DARRA ADAMKHEL – Gunfire echoes through a dusty north-west tribal town, the soundtrack to Pakistan’s biggest arms black market, where Kalashnikovs welded from scrap metal are cheaper than smartphones and traded on an industrial shell.

Darra Adam Khel, a town surrounded by hills, some 35 km (20 miles) south of the provincial capital of Khyber Pakhtunkhwa Peshawar, was a hub of criminal action for decades. People smugglers and drug runners were common and everything from stolen cars to fake university degrees was being sold here at a price, ARY reported.

This generations-old craft in the illicit gun trade boomed in the 1980s after the mujahideen began buying weapons for Afghanistan’s battle against the Soviets, over the porous border.

Subsequently, the town became a stronghold of the Pakistani Taliban, who imposed their strict rules and parallel system of justice. Polish engineer Piotr Stanczak was also infamously beheaded in Darra Adam Khel in 2009.

Now, Darra is clean of everything but the arms, yet the gunsmiths in the bazaar say the area has better security, while complain against the authorities who growing intolerance towards illegal weaponry is withering an industry that has supported them for decades.

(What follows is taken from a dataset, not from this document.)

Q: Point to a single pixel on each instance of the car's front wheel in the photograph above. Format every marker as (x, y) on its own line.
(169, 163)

“(The) Nawaz Sharif government has established checkpoints everywhere, and business is stopped,” said Khitab Gul, 45.

Gul is known in Darra for his replicas of Turkish and Bulgarian-made MP5 submachine guns, one of the most popular weapons in the world, widely used by organisations such as America’s FBI SWAT teams.

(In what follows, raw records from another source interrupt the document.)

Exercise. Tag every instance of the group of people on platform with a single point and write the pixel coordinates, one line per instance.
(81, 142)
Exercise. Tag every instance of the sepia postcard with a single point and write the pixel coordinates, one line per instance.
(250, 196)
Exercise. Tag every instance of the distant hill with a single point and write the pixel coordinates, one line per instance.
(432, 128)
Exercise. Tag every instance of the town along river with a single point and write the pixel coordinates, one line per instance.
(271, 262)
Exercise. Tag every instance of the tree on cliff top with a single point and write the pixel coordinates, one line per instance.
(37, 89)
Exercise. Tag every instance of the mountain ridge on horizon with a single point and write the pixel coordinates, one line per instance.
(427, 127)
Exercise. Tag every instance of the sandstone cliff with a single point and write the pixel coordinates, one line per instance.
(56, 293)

The MP5 can retail for thousands of dollars. Gul’s version, which comes with a one-year guarantee, costs approximately 7,000 rupees, or $67 and, he claims, it functions perfectly.

Gul then puts on a demonstration, test-firing his MP5 in the small outer yard of his workshop.

A Darra-made Kalashnikov, Gul says, can sell for as little as $125, cheaper than most smartphones. “The workers here are so skilled that they can copy any weapon they are shown,” he explains.

“In past 10 years I have sold 10,000 heavy weapons, and had zero complaints,” he claims.

In Gul’s sweltering workshop, employees shout over the roar of electrical generators as they expertly cut and drill through metal brought from the shipyards of Karachi.